Fraud Claim Based on Same Facts as Legal Malpractice Claim Dismissed

On March 28, 2017, Justice Scarpulla of the New York County Commercial Division issued a decision in Brean, Murray, Carrett & Co. v. Morrison & Foerster LLP, 2017 NY Slip Op. 30602(U), dismissing a fraud claim based on the same facts as a legal malpractice claim, explaining:

Brean’s fraud claim must also be dismissed. Brean’s fraud claim alleges that Morrison made misrepresentations in the opinion letter, in affirmatively representing to Plaintiff that the firm had completed the work necessary in order to form its opinion when in fact, it was issued with actual or constructive knowledge of its falsity, and by withdrawing as counsel without revealing its professional misconduct. While the fraud claim timely falls within the six year statute of limitations period, Brean’s allegations of fraud are insufficient to state a cause of action.

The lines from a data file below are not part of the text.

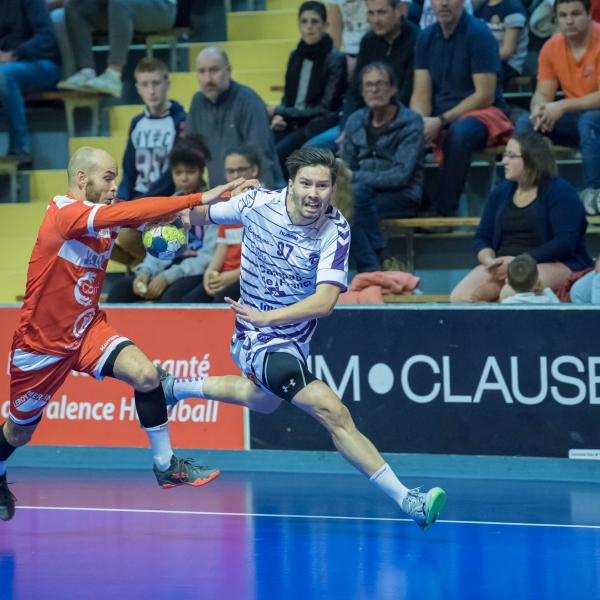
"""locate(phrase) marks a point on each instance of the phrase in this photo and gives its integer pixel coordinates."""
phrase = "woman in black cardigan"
(315, 84)
(533, 212)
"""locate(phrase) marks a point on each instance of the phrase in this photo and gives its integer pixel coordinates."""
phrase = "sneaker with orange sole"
(183, 471)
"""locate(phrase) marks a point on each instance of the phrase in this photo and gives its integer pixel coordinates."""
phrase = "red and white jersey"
(68, 265)
(65, 277)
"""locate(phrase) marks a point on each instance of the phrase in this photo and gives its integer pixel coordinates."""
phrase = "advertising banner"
(492, 381)
(185, 342)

First, it is well settled that concealment by a professional, or failure to disclose his or her own malpractice, does not give rise to a cause of action in fraud or deceit separate and different from the customary malpractice action, thereby entitling the plaintiff to bring his action within the longer period limited for such claims. Here, Brean filed its malpractice complaint, and only after Morrison moved to dismiss the complaint on statute of limitations grounds, did Brean file an amended complaint alleging fraud. Brean’s allegation of Morrison’s concealment of its malpractice by resigning as counsel does not give rise to a claim for fraud.

Further, the remaining basis for the fraud claim is duplicative of the legal malpractice claim because it arose from the same underlying facts and alleged similar damages. The key to determining whether a claim is duplicative of one for malpractice is discerning the essence of each claim. In the remaining basis for its fraud claim, Brean alleges that Morrison made misrepresentations in the opinion letter, in affirmatively representing to Plaintiff that the firm had completed the work necessary in order to form its opinion when in fact, it was issued with actual or constructive knowledge of its falsity. Its malpractice claim states that Morrison was negligent in conducting its due diligence and in issuing its opinion letter without discovering Puda’s true ownership in Zhanxi. The allegations in both of those claims arise from the same underlying facts and allege similar damages.

(Internal quotations and citations omitted).